This takes us to the Semantic Model

Semantic Modelling in Fabric

Lets update the default semantic model. Set the relationships. Hide Keys, set up Orders, hierarchies etc.

Direct lake

Notice the Storage model is Direct Lake. this has greatly reduced the amount of copies of the data we have. Power BI is using the PARQUET files in the same way it would Import into the Columnar Power BI data Store.

Direct lake is only available with Microsoft Fabric and Delta PARQUET tables

Unfortunately I have hit a problem.

The Semantic Model isn’t working. After every change we hit

 ‘We cannot access source column ‘<ccon>series</ccon>’ from delta table ‘<ccon>dimepisode</ccon>

However, checking the Data and series is available.

Also the directions on the join are incorrect (Before the changes are removed)

After looking at some of these issues online, it would appear that currently the ‘default’ semantic model is very glitchy and many people are having issues with it.

People are using work arounds by creating their own semantic models rather than using the default. This seems very disappointing, and I hope its rectified soon (As at 30/05/2024)

https://powerbi.microsoft.com/en-gb/blog/improvements-for-creating-new-direct-lake-semantic-models/

Create a Semantic Model

Back in the Lakehouse

Choose New Semantic Model

Select All

Join Dim Episode to Episode Key

Immediately we see an issue. the many should be on the fact side.

Time to go back to the SQL analytics endpoint to quickly check what is happening.

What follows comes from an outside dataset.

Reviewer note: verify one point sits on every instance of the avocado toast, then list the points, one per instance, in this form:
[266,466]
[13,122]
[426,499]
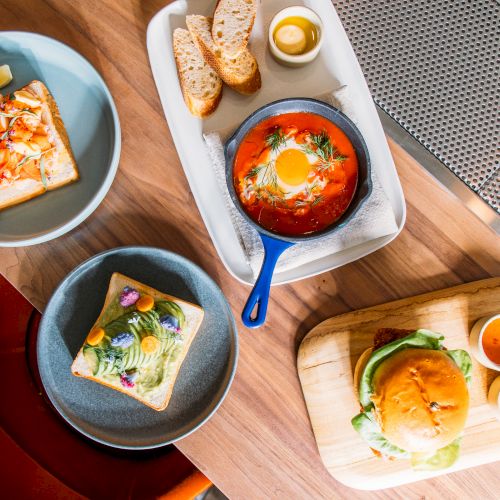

Going back to My Queries and the Taskmaster data checks file.

SELECT f.TaskKey AS FactTaskKey, COUNT(*)
FROM [DebbiesFabricLakehouse].[dbo].[facttaskmaster] f
GROUP BY f.TaskKey

SELECT t.TaskKey AS DimTaskKey, COUNT(*)
FROM [DebbiesFabricLakehouse].[dbo].[dimtask] t
GROUP BY t.TaskKey
Having COUNT(*) > 1

SELECT Task, TaskOrder, COUNT(*) FROM [DebbiesFabricLakehouse].[dbo].[dimtask] 
GROUP BY Task, TaskOrder
HAVING COUNT(*) > 1

it would seem that from running the above queries. Everything is correct. 1 Task to Many. In Power BI desktop this would automatically create the correct relationship for you,

So in this instance, go into the relationship and reset. (is this an issue in Fabric at the moment?)

Relationships and hiding keys

Friendly Names

Now I want to set up Friendly names for the columns and tables. If we change a table name in Data, how does this affect the DELTA PARQUET table? Lets check.

it doesn’t affect Delta PARQUET file so lets add Friendly names into the model for the dims

E.g.

Add Sort orders and hide

This has been repeated on :

  • Dim Date Quarter / Quarter No
  • Dim Episode Episode Name / Episode No
  • Dim Task Task / Task Order

Hierarchies

Dim Date

Hide the original fields outside of the hierarchy so not to confuse the user.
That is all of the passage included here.